# F18D Wiring Diagram



## StupidDog

I replaced the regulator that was "Refurbished" in vietnam. 2 regulators spliced together to make 1.

Burned up a brand new Voltage regulator.
86 bucks down the drain.

Bought the service manual and the parts manual from hoyetractor.com. They claim " If your tractor is a Japanese version (gray market) you will be sent the manual for the closest US model in English. These will be for a tractor with same or similar engines, transmissions, etc. Most are between 90% and 100% identical. 

The wiring diagram falls in that 10 percent range of not matching.

Does anyone have the real F!*D wiring diagram that I can buy?

Thanks
SD


----------



## chrpmaster

Sorry to hear of your problems SD. I have heard of many horror stories of the Vietnam reconditioned tractors. If Hoye tractor doesn't have the correct manual you could try LMTC.

Did you buy this from a dealer? Are they able to help you? Which one did you buy it from? I think it criminal what they have done to these great tractors. Let us know how you're doing with it.

Andy


----------



## StupidDog

Looks like MurrayPublishing.com carries the manuals for the F & FX models. The electrical system diagram looks more like what I have.

Ok, well so now we have got another regulator on the way.
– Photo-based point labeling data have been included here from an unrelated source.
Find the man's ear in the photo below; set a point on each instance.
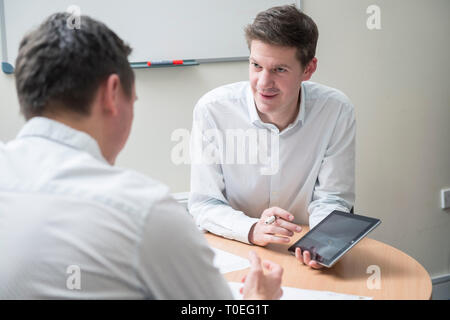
(111, 88)
(310, 69)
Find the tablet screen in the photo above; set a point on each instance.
(334, 236)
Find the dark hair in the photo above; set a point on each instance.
(288, 27)
(62, 66)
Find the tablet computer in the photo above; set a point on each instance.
(334, 236)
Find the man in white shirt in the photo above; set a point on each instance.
(71, 224)
(309, 156)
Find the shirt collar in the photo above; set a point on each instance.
(61, 133)
(256, 120)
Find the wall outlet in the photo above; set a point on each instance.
(445, 198)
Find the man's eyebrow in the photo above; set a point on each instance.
(282, 65)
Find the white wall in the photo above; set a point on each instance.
(398, 79)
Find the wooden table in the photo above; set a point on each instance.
(401, 276)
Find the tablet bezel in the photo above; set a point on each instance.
(373, 224)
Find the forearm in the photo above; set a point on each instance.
(220, 218)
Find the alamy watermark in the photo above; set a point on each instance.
(226, 147)
(73, 281)
(374, 20)
(374, 281)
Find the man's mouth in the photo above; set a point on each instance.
(268, 95)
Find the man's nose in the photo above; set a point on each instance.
(265, 80)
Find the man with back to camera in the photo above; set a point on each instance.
(313, 152)
(67, 212)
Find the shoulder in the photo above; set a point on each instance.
(316, 92)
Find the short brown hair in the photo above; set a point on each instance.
(288, 27)
(63, 67)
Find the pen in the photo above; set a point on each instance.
(164, 62)
(270, 220)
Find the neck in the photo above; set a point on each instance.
(86, 124)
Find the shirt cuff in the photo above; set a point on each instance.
(242, 228)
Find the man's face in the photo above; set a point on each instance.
(275, 77)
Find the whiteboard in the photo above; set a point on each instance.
(202, 30)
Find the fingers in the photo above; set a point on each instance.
(275, 239)
(280, 213)
(305, 258)
(273, 229)
(287, 225)
(298, 255)
(273, 267)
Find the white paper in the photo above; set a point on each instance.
(227, 262)
(290, 293)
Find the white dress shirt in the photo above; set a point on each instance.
(315, 157)
(73, 226)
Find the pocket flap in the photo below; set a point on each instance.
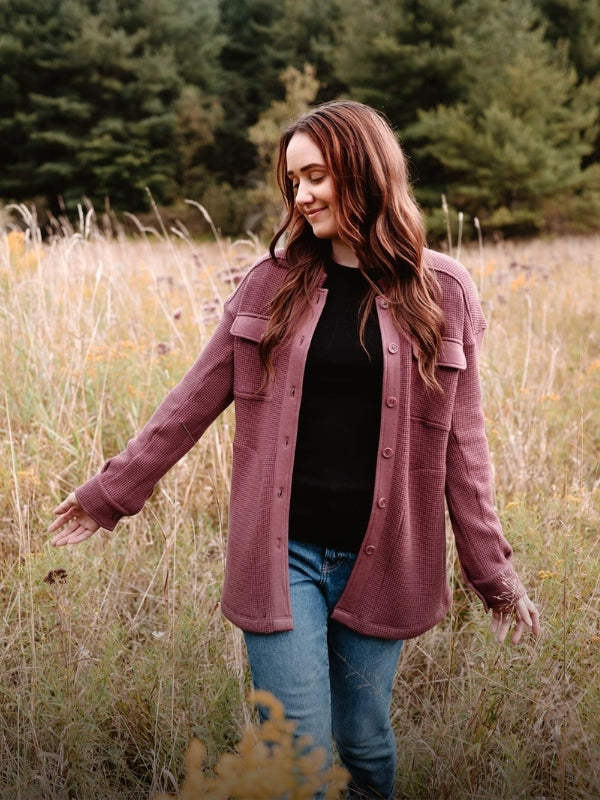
(249, 326)
(452, 354)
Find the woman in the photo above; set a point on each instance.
(352, 359)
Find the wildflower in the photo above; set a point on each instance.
(271, 764)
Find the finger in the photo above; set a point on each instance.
(72, 534)
(496, 620)
(503, 627)
(518, 631)
(530, 614)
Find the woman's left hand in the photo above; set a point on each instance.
(522, 613)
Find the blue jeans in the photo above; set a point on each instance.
(330, 679)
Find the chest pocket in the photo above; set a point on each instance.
(248, 377)
(452, 355)
(432, 408)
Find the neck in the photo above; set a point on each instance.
(342, 254)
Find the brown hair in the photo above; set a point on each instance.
(378, 219)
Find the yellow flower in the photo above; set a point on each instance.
(271, 764)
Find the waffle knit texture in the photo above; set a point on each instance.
(432, 455)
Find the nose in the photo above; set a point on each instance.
(303, 193)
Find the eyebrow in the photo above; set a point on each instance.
(306, 168)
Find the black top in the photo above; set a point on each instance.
(338, 429)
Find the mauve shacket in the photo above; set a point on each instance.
(431, 447)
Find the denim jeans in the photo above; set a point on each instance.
(330, 679)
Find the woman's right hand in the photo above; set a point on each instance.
(72, 523)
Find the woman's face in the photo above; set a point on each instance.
(313, 186)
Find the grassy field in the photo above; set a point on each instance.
(115, 654)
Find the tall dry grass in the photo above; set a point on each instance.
(115, 655)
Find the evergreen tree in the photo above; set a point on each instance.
(94, 100)
(516, 140)
(398, 55)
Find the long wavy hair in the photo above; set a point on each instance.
(378, 219)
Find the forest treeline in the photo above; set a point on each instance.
(497, 102)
With the new diagram hopefully we can get the wire uncrossed.

SD


----------



## mark777

> _Originally posted by StupidDog _
> *Looks like MurrayPublishing.com carries the manuals for the F & FX models. The electrical system diagram looks more like what I have.
> 
> Ok, well so now we have got another regulator on the way. With the new diagram hopefully we can get the wire uncrossed.
> 
> SD *


Here is the REAL F-18 wiring diagram....afraid it's all Japanese, but it's the real deal.

Mark


----------



## StupidDog

Thanks mark,

I bought a used wiring harness. I asked for a harness for a F18D. The one that was delivered is labeled FX18. It pretty much looks the same except it has a couple of connectors that I don't know what they are.

What's the difference between an F and FX model.


----------



## StupidDog

Here is a blow up of the connectors.


----------



## mark777

The FX series tractors have a power-shift transmission. The F is geared.

Although you've supplied excellent pictures....I can't tell which end is which, or what the additional connectors do  

Mark


----------



## StupidDog

*Thanks Ernie*

Installed the new wiring harness complete with regulator. We are getting 13.6 to 14.2 volts to the battery now. How great is that? Not having to jump start the tractor every time that you use it.

We have translated the Japanese version of the wiring harness and will be posting it soon for anyone else that might need that.

SD


----------